You are culturally illiterate. AC/DC mercy makes surfers feel hip?
Anonymous
Anonymous wrote:
Anonymous wrote:
Anonymous wrote:All it means is that she has only sons. I always wanted a girl, but then had all boys. I realized that it was the perfect thing for me.


Lady, I have two girls and you don't see me walking around telling everyone I'm a #girlmom. I'm just a mom. You are too. We're all just moms.


How dare you identify as a mom? How cringe. I’m just a human, we all are

Aw did I strike a nerve, sweet little boymom? Get a life!
Anonymous
Anonymous wrote:Some of you girlmoms are SUPER triggered, to the point of reporting completely benign (and truthful) posts, apparently.

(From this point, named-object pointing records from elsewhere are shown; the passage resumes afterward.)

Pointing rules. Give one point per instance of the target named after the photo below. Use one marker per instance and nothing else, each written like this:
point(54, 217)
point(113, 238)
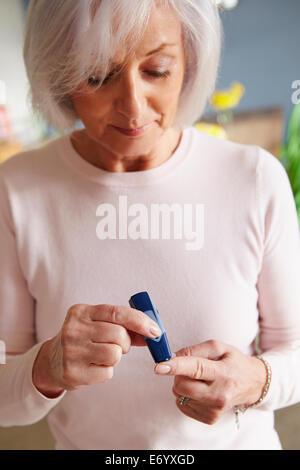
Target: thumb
point(210, 349)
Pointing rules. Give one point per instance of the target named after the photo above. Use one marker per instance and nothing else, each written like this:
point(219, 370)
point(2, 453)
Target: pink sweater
point(237, 272)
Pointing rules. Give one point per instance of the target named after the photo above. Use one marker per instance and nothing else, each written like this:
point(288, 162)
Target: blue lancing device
point(159, 347)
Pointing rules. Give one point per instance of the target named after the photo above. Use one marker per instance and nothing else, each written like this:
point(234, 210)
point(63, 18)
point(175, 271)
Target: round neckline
point(127, 178)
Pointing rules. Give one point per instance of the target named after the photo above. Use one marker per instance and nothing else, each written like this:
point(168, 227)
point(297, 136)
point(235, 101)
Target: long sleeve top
point(221, 261)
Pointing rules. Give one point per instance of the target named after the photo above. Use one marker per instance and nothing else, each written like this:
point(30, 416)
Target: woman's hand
point(216, 377)
point(88, 347)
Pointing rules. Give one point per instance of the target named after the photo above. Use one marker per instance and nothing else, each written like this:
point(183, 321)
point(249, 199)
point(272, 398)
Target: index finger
point(131, 318)
point(189, 366)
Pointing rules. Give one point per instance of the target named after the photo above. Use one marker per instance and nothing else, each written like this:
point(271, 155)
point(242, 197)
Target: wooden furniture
point(259, 127)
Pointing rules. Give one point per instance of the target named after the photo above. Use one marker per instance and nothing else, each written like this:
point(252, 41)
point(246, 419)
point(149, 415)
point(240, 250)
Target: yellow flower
point(227, 99)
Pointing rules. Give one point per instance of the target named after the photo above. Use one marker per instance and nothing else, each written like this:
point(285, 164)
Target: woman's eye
point(157, 74)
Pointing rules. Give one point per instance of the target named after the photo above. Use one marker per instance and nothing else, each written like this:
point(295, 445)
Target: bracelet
point(243, 408)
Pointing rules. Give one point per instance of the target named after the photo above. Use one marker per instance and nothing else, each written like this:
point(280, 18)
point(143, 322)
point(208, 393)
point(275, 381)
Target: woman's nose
point(130, 100)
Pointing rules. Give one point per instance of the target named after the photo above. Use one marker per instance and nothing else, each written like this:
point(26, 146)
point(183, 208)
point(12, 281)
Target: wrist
point(42, 373)
point(260, 378)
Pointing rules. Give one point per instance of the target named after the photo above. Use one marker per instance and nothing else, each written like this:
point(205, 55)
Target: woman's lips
point(134, 132)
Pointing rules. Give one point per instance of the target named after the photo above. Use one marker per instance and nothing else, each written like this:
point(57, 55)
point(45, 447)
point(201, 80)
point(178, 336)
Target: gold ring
point(183, 400)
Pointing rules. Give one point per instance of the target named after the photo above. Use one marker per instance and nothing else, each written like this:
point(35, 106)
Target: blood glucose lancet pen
point(159, 347)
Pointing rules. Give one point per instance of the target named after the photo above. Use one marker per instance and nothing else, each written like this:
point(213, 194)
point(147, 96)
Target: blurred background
point(257, 101)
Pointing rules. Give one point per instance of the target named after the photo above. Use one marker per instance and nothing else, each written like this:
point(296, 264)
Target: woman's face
point(145, 92)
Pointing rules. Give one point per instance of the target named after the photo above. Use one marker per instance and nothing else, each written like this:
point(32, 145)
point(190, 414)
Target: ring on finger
point(183, 400)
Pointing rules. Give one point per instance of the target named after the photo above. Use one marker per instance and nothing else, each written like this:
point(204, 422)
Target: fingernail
point(155, 331)
point(162, 369)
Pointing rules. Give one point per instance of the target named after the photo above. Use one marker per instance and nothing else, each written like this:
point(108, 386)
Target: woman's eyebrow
point(115, 65)
point(162, 46)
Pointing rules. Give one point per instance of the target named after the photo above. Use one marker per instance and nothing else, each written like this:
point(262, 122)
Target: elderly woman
point(79, 237)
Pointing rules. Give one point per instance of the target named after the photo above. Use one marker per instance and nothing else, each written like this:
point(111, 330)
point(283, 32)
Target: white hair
point(66, 41)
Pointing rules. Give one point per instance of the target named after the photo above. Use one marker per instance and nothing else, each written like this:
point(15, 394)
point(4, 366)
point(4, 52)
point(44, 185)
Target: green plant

That's the thing, we don't refer to ourselves as girl moms or girl&boy moms. Stop trying to make fetch happen, boymom.
Anonymous
Meh, I hear girl-dad a lot more often than I hear boy-mom.
Anonymous
Anonymous wrote:Meh, I hear girl-dad a lot more often than I hear boy-mom.


They have a pony tail and skateboard? As-in, they skateboard to "work"?
Anonymous
Anonymous wrote:
Anonymous wrote:Some of you girlmoms are SUPER triggered, to the point of reporting completely benign (and truthful) posts, apparently.

That's the thing, we don't refer to ourselves as girl moms or girl&boy moms. Stop trying to make fetch happen, boymom.


+1
Anonymous
Anonymous wrote:
Anonymous wrote:Meh, I hear girl-dad a lot more often than I hear boy-mom.


They have a pony tail and skateboard? As-in, they skateboard to "work"?


Just stop.
Anonymous
I used to say I was a boy mom. I have two boys, lots of energy, smelly everything, fart jokes, no going to the salon and getting mani/pedis, getting them to shop for clothes is torture, etc. Then “boy mom” came to mean excusing bad behavior (boys will be boys) and misogyny.